Album de famille

Comme un paradoxe à ce qui va suivre, Une histoire de France commence par l’absence d’une photo. La sociologue Nathalie Heinich l’a perdue. Datée du début du 20e siècle, elle était la seule qui réunissait toute la famille Benyoumoff, sa famille, celle de son père. Peut-être la première de ces émigrants ukrainiens débarqués à Marseille. La France aurait pu n’être qu’une étape avant l’Amérique pour Bentzi, l’arrière-grand-père de l’auteure de ce qui est un étonnant album de famille. Et même de familles puisque Nathalie Heinich relate l’histoire de la rencontre de deux morceaux de France qui se sont croisés dans son arbre généalogique. La branche paternelle est juive, venue de l’Est. Partis de rien, les Benyoumoff, ensuite Heinich, bâtiront avant la Seconde Guerre mondiale un véritable empire de la casquette, grimpant dans la petite bourgeoisie marseillaise. La lignée sera durement touchée par la Shoah. Ses survivants ont poursuivi leur vie avec une blessure ouverte et des questions sur les absents. La branche maternelle vient de l’Est aussi mais de France, dans l’Alsace un temps allemande et protestante. Nathalie Heinich se voit pleinement comme l’union de ces deux représentations du pays. Car son ouvrage résonne comme le portrait d’une France diverse socialement, ethniquement, multireligieuse et composée des bonheurs et des malheurs de ses ressortissants. ” Je n’ai pas voulu faire un livre à message mais je suis très contente qu’il le porte, ce message. Deux familles différentes par la religion et le milieu social, qui malgré leurs dissemblances, ont choisi l’exil et la France. C’est là le témoignage d’un pays fait d’une multitude d’origines et d’orientations culturelles. ”

Ces eaux mêlées qui coulent dans mes veines, je les ai rendues à leur propre histoire.

Comme pour compenser l’absence de cette photographie fondatrice, elle a construit son récit autour de nombreux clichés issus principalement de sa collection familiale. ” Les photos sont très présentes dans ma famille, nous explique Nathalie Heinich. J’ai aussi ajouté des lettres et des documents administratifs. Tous ces éléments prouvent par l’image que cette histoire n’est pas une fiction. ” Car les parcours de ces personnes, fils et filles d’une Europe en déconstruction et reconstruction, sont éminemment romanesques – ” ils pourraient faire l’objet d’un film “, reconnaît l’auteure. Leur ascension sociale, les mariages arrangés, les amours déçues, les drames historiques… On plonge au fil des pages dans leurs regards et leurs sourires, on marche dans les pas de leur exil, on tremble et on pleure avec eux.
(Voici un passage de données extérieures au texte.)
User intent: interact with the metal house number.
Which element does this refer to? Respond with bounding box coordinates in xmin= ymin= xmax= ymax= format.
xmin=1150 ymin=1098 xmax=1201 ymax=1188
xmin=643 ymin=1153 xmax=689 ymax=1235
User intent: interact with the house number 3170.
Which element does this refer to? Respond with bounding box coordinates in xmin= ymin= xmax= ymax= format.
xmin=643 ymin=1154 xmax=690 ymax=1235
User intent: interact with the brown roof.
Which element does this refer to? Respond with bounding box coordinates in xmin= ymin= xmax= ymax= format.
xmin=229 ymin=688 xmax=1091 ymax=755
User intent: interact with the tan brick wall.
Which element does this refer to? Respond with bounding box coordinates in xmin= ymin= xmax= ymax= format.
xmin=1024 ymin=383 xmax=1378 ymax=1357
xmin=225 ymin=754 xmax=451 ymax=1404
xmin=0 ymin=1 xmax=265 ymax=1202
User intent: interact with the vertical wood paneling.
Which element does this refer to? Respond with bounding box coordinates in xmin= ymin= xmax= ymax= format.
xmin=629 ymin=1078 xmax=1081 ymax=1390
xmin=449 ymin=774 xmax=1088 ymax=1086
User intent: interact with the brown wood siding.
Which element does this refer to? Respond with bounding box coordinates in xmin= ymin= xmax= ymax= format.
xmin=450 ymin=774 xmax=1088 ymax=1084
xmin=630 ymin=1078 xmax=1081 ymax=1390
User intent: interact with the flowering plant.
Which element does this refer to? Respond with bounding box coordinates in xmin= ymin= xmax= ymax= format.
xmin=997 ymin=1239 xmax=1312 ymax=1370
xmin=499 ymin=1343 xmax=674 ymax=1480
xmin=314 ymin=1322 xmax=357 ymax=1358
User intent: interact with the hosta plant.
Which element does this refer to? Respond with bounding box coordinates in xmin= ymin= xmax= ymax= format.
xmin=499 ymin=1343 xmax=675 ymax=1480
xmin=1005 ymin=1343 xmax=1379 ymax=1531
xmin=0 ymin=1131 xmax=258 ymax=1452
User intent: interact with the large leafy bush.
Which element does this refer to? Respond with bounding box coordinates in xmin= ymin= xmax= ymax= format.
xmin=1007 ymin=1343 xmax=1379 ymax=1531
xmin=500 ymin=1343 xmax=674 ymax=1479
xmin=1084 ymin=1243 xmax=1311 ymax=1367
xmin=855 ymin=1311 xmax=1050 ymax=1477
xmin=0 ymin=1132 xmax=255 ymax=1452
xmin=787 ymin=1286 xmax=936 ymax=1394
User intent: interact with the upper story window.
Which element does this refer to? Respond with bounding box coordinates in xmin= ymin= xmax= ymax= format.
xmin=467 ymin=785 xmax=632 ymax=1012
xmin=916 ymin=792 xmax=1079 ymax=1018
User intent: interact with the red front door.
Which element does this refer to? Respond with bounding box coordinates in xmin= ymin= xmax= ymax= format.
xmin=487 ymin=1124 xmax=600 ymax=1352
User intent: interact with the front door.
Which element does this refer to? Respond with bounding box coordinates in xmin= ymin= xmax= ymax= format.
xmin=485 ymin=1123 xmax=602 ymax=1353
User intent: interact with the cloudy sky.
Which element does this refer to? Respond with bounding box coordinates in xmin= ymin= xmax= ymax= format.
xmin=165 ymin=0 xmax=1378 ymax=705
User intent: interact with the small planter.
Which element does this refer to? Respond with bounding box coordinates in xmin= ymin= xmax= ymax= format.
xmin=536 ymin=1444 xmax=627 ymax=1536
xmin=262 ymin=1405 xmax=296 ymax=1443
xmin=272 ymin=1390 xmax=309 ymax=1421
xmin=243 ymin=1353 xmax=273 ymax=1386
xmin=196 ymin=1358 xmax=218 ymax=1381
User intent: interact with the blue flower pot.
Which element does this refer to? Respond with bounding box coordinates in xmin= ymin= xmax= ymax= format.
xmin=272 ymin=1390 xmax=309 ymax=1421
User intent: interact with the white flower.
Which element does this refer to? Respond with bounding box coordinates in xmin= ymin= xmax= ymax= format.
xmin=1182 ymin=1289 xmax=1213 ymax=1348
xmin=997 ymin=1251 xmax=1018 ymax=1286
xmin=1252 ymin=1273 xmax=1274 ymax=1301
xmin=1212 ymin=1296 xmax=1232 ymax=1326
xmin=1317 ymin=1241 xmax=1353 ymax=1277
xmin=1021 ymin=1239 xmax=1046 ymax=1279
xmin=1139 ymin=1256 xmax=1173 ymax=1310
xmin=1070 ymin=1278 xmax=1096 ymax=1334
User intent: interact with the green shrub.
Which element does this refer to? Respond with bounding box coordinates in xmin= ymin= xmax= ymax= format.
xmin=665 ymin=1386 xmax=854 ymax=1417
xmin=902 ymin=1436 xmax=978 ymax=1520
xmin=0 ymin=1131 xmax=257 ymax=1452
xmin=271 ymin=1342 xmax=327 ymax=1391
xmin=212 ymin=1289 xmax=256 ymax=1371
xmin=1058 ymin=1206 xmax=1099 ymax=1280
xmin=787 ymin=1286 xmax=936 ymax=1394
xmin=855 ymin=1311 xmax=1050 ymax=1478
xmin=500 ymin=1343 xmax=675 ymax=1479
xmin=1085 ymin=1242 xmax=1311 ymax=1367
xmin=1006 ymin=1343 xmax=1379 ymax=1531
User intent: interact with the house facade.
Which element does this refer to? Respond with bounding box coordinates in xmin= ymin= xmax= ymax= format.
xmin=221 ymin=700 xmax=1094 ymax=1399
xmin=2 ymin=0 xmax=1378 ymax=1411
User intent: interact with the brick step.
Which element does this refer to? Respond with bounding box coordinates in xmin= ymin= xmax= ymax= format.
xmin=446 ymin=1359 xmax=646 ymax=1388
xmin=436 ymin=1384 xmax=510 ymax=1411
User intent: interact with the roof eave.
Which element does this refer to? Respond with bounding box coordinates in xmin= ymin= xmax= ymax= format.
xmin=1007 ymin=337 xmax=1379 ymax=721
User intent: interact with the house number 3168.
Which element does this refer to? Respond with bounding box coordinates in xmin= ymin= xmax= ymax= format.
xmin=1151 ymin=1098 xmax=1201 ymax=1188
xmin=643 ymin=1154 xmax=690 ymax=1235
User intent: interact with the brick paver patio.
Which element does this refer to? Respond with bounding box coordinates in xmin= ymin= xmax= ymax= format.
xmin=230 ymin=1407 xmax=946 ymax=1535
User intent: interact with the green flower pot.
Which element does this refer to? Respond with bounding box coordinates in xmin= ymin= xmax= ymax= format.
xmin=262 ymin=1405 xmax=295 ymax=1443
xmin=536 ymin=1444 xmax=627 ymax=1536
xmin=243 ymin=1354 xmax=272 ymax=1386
L’émotion est intense quand avec la romancière du réel on découvre cette photo d’un petit homme au chapeau, d’un certain âge, hissé dans un des convois pour l’enfer. Nathalie Heinich est convaincue d’y voir cet aïeul qui ne reviendra pas. Son histoire ici racontée et les photos de famille gravent en quelque sorte un nom sur la tombe inexistante de Bentzi Benyoumoff. ” L’absence et ensuite la déformation des noms de la famille sur le mémorial ont été des épreuves pour moi. Cet acte mémoriel est un tombeau. ”

” Chaque mémoire individuelle est un point de vue sur la mémoire collective. ” Cette citation du sociologue Maurice Halbwachs reprise en tête du livre traduit son essence. Aussi intime soit-il, ce puzzle de portraits se révèle universel. ” J’ai fait ce que j’ai pu pour intéresser les personnes extérieures à la famille. Mais si on n’est pas concerné, je pense que l’on peut retrouver des éléments de son propre vécu et de l’histoire collective “, nous assure Nathalie Heinich qui n’a en effet pas oublié son métier. ” Ce n’est pas un livre de sociologue, mais j’ai utilisé mes compétences pour le produire. ” ” Une histoire de France ” – que l’article indéfini universalise – traite de transmission générationnelle et des questions démographiques du 20e siècle, ” un récit qui raconte deux façons d’être de son pays : en devenant, et en restant français “, écrit-elle. Cette réalité, Nathalie Heinich l’a théorisée dans un autre livre à paraître fin septembre, Ce que n’est pas l’identité . Mais c’est bien dans la pratique de celui-ci qu’elle a appris ce qu’était la sienne.

Nathalie Heinich, “Une histoire de France”, éditions Les Impressions nouvelles, 224 pages, 18 euros.